Chemokine expressions by neutrophils after the CTL injection. (A) Gr-1⁺ cells from IHLs were purified by positive selection using BD IMag anti-mouse Gr-1 Particles-MSC. (B) After separation of the Gr-1⁺ cells, total RNA was isolated, and the chemokine mRNA expression levels were analyzed by RPA. (C) To quantify the differences in the mRNA expressions at 4 and 8 h, the mRNA expression levels were calculated as the relative percentage values of the L32 housekeeping gene expression.

FIG. 5.

Roles of CCL3, CCL4, and MIP-2 in the liver injury. Three HBV transgenic mice per group were injected with anti-CCL3, anti-CCL4, and anti-MIP-2 MAb or rat IgG as a control prior to the injection of CTLs. (A) Mean sALT activity was measured at 8 h after the CTL injection. (B) IHLs were isolated, and the effects of the antibodies and the NEI were analyzed.
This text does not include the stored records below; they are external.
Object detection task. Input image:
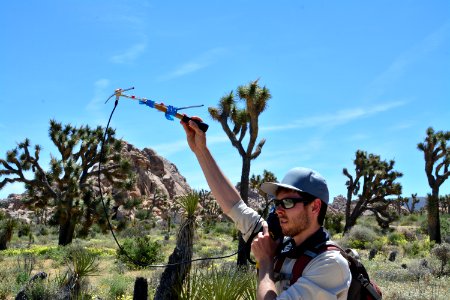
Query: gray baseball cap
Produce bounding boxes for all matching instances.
[260,167,330,204]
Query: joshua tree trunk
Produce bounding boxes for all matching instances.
[154,217,195,300]
[58,216,76,246]
[427,188,442,244]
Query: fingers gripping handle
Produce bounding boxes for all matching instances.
[181,116,209,132]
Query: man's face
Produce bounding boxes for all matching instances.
[276,190,311,237]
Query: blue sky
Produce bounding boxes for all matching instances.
[0,0,450,202]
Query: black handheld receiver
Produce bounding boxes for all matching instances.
[267,207,283,241]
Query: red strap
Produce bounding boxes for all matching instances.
[290,244,340,285]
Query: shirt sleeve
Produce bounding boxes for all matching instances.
[277,250,352,300]
[228,200,264,241]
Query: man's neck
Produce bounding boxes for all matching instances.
[293,224,320,246]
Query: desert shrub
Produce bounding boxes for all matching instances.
[400,229,417,242]
[0,268,14,299]
[431,243,450,276]
[0,217,17,250]
[134,209,150,220]
[36,224,49,236]
[440,214,450,243]
[213,222,234,236]
[342,225,378,249]
[120,222,152,238]
[179,266,256,300]
[388,232,408,246]
[24,279,58,300]
[401,238,434,257]
[324,214,344,235]
[101,274,133,299]
[14,254,36,285]
[17,222,31,237]
[399,214,419,226]
[116,236,162,268]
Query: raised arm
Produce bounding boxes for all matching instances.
[180,117,241,214]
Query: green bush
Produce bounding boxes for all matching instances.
[179,266,256,300]
[17,222,31,237]
[343,225,378,249]
[116,236,162,268]
[431,243,450,276]
[401,238,434,257]
[25,279,58,300]
[440,214,450,243]
[213,222,234,236]
[324,214,344,235]
[388,232,408,246]
[101,274,133,299]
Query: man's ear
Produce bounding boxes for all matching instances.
[311,198,322,215]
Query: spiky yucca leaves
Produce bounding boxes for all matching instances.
[208,79,272,265]
[179,266,256,300]
[154,192,199,300]
[0,120,133,245]
[59,247,100,299]
[417,127,450,243]
[343,150,403,232]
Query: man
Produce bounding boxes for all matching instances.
[181,121,351,300]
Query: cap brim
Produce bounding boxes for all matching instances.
[259,182,303,197]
The numbers in each subset of cells in the liver were calculated by multiplying the total number of IHLs by the frequency of each subset in the IHL population by FACS analysis (mean ± SD). *, P < 0.05 compared with IgG injection. (C) Total hepatic RNA was analyzed for cytokine mRNA expressions by RPA as described in the legend for Fig. 3A. (D) The mRNA expression levels were calculated as the relative percentage values of L32 housekeeping gene expression. *, P < 0.05 compared with 6C2 plus rat IgG treatment.